Data scientists, you can’t not-know APIs & Dockers

We must have read tons of literature on developing analytics models and finding information/insights out of data blob. Majorly this activity can run stand alone on your system, without any compulsion to interact with other machine. But, as the businesses are facing ever rising competition, the surmounting cost of maintaining engagement and the negative slope of realized profits, productization is not any buzz-word which is yet to see the light of day. It is happening and it is here to stay. This article from Forbes highlights how some of the giants like Salesforce and Uber are leveraging it.

As a data analyst/scientist, you may well be expected to create a self-service product or web application out of your clustering or recommender solution. If you are a product manager keen to augment your existing product with Amazon, Spotify and Netflix like features of recommendations – linking statistical models to your application is imperative.

With this context and earnestness, let me introduce you to API – Application Process Interface. APIs are gateways and channels through which two disparate applications/codes/platforms/tools/software can talk and exchange information with each other. API is the instrument to call a function on another computer, from your computer. I know, if you are an application developer, reading this would have already brought a familiar smile by now. Yes, APIs are nothing new to developers. But, for budding data scientists, it could be. Unknowingly, you have already used one if you have connected your python/R code with any database to directly ingest the data or have set-up your Tableau dashboard to auto-refresh with Google Analytics data. Like URL responds with a webpage or HTML, and API responds by either sending data or by changing the data in the database.

Both R and Python offer multiple preexisting API packages like googleAnalyticsR and RSiteCatalyst for R platform and googleanalytics and omniture for Python, to help import data by connecting to respective tools. But, for custom requirement, you would have to write one. Rserve, rApache and Plumber are a few packages in R, which can used for custom APIs. In this article, I will focus on API creation in R through Plumber and followed by brief on Docker setup.

Plumber

In R, Plumber package can be used to create an API. Plumber allows you to create APIs by merely decorating existing R code with special annotations, starting #* or #’.

The following code will have two parts. First, creation of model and second creation of an endpoint (an endpoint is logic that generates a response to the API request). @get, @post, @put, @delete, @head are 5 plumber annotations, which tell to call the R function if the server receives a HTTP request with the respective path.

Sample code skeleton:

Note: The model creation can be separately saved in an .rds file, which can be called in prediction code file but I have combine them in one.

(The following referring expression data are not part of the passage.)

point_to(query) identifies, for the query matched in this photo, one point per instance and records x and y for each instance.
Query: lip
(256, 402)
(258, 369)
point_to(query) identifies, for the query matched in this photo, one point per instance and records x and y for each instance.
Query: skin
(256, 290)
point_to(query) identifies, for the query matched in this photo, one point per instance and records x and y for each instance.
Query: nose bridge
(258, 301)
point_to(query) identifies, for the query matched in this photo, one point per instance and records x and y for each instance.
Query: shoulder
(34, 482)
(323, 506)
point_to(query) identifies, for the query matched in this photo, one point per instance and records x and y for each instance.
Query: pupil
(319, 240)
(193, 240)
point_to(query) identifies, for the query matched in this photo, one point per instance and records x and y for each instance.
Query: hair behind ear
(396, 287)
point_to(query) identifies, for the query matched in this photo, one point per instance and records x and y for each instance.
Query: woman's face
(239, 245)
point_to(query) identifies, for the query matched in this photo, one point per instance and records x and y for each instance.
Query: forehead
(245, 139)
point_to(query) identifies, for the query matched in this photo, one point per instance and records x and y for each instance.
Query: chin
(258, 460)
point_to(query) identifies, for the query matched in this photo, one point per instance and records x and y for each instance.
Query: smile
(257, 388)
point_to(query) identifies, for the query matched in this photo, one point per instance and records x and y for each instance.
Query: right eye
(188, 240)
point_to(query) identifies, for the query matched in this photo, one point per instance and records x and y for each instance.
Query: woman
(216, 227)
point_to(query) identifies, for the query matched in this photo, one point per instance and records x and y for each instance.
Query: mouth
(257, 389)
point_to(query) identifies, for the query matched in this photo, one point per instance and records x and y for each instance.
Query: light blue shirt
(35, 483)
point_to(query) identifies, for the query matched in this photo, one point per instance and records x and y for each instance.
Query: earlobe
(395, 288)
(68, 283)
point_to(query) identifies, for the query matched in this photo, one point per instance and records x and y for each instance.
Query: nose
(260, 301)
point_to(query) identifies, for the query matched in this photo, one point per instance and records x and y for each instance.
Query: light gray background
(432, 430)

—————————————————————————————

#save the file as sample_model.R
# creating regression model on iris dataset
irisData <- iris
reg_model <- lm(Petal.Length ~ Petal.Width, data = irisData)
# Now that the model is created, utilize this prediction model through a browser based input of Petal width. This is also called defining ‘endpoint’. Since we are taking in input, GET will be useful.
#* @get /petal_length_prediction
predict_length <- function(width_of_petal){
# convert to a number
width_of_petal <- as.numeric(width_of_petal)
# input data frame for prediction
input_data <- data.frame(Petal.Width=as.numeric(width_of_petal))
# prediction
predict(model,input_data)
}

—————————————————————————————

Use a separate code file for plumb() function, which will translate the previous R file sample_model.R to service. This code will accept HTTP request and transform it into executable R code.

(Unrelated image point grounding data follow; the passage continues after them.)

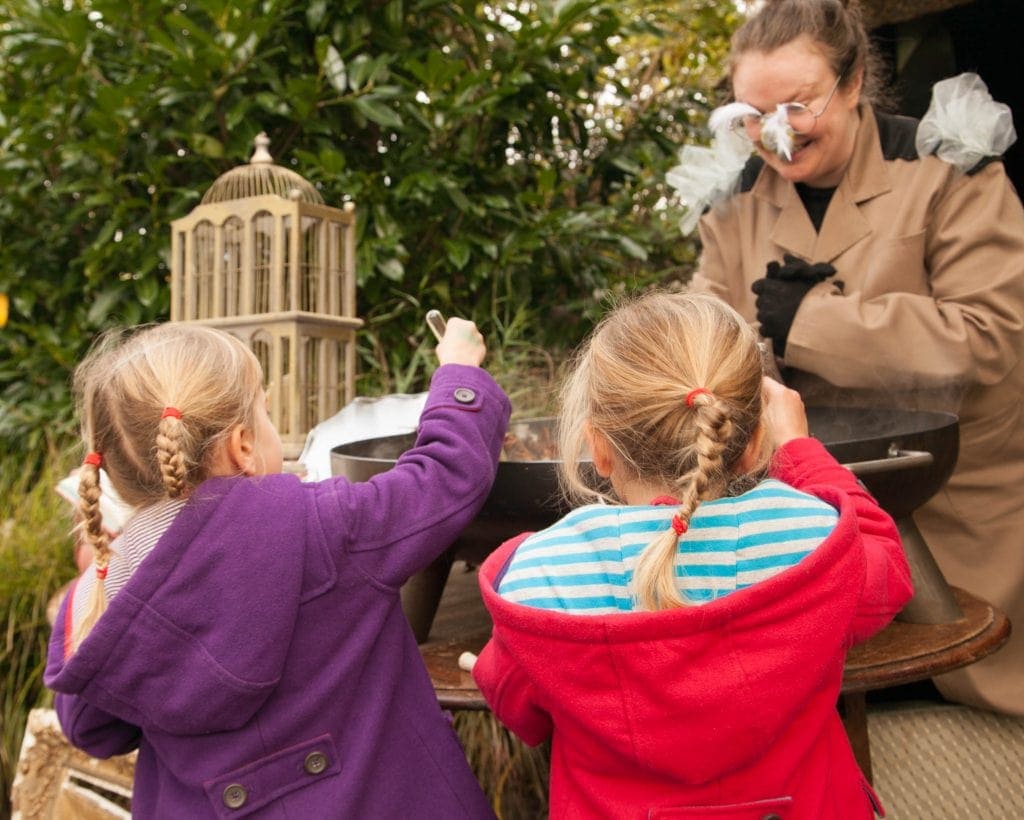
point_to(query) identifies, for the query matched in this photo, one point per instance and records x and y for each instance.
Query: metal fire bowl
(903, 457)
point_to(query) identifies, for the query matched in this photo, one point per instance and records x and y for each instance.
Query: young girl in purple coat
(680, 637)
(245, 632)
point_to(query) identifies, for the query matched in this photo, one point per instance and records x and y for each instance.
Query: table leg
(854, 709)
(422, 593)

—————————————————————————————

# save the file as plumb.R

library(plumber)

new_plumb <- plumb(“sample_model.R”)

#Port 80 is the default port from which a computer sends/receives Web client-based communication, messages from a Web server and to send/receive HTML pages or data

# 0.0.0.0 is a ‘no particular address’ place holder. In the context of servers, it means all IPv4 addresses on the local machine

#start the API service on port 80

new_plumb$run(port=80, host=”0.0.0.0″)

—————————————————————————————

Once you run plumb.R file, you should see

> `Starting server to listen on port 80`

Now open browser, and to reach API, hit:

http://127.0.0.1/ petal_length_prediction? width_of_petal =1

VOILA!

The browser should show ‘3.3135’ as the predicted petal length.

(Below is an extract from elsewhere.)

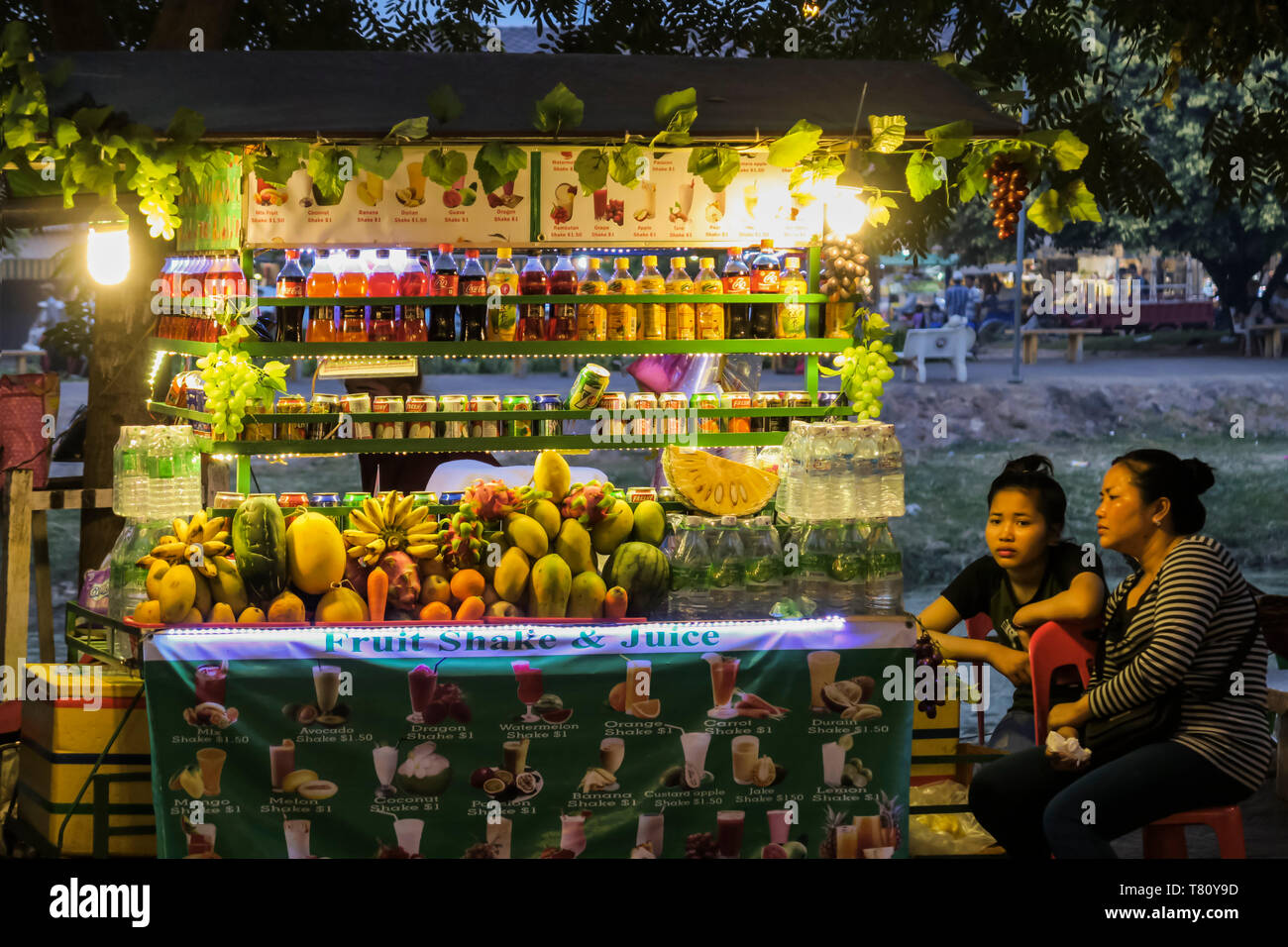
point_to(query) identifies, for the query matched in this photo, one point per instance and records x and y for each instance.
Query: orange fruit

This method helped you create your API in R, but won’t be very useful unless one is interested to use your system as server, always keep port 80 open and allow all incoming requests.

Hence, enter Docker: which would help to host this code on a server machine.

DOCKER

The logo of Docker gives a good overview of what it is. Consider a server machine as merchant ship. A merchant ship is expected to transport hundreds and thousands of products. Containers remove this complexity by bringing uniformity. From outside, they are all same providing uniformity in storage and transportation but inside, they all carry different products and serve their respective purpose. A Docker is synonymous to a container box. Like a merchant ship, now a Linux server can host tens of applications, irrespective of their tech requirements.

‘A Docker is a virtualization tool, that helps developers to easily pack, ship, and run any application as a lightweight, portable, self-sufficient container, which can run virtually anywhere.’ It is a standard unit of software that packages up code and all its dependencies (classes, libraries, CSS etc.) so the application runs quickly and reliably from a computing environment, and can be transported to another.

To create a Docker container, Docker image is needed. As per Techtarget, A Docker image includes the elements needed to run an application as a container — such as code, config files, environment variables, libraries and run time. If the image is deployed to a Docker environment it can then be executed as a Docker container. The Docker run command will create a container from the given image. Docker images are also a reusable asset that can be deployed on any host.

For initiation on the path of Docker creation, first one would have to install it on system. Use the following mac and windows links to install it. Since its beginners level, I shall focus on using the already created and managed Docker image to create container. One can find some preconfigured Docker images, optimum for our task here – the Rocker project and hub.docker. Here r-ver and trestletech/plumber are nice to start with. The image we shall use is trestletech/plumber. This image has Plumber preinstalled. So, even if you don’t have R preinstalled on your system, no worries.

So, once the Docker is installed, open the PowerShell (windows) and run the following command. So, once the Docker is installed, open the PowerShell (windows) and run the following command

—————————————————————————————

#this command would create a container
docker pull trestletech/plumber

—————————————————————————————

Now that the container is created, we would need to copy our R files, set API controller and create bridge with Port 80. Hence, to supplement this Docker image, we would need a Dockerfile. A Dockerfile is a text document that contains all the commands a user could call on the command line to assemble an image.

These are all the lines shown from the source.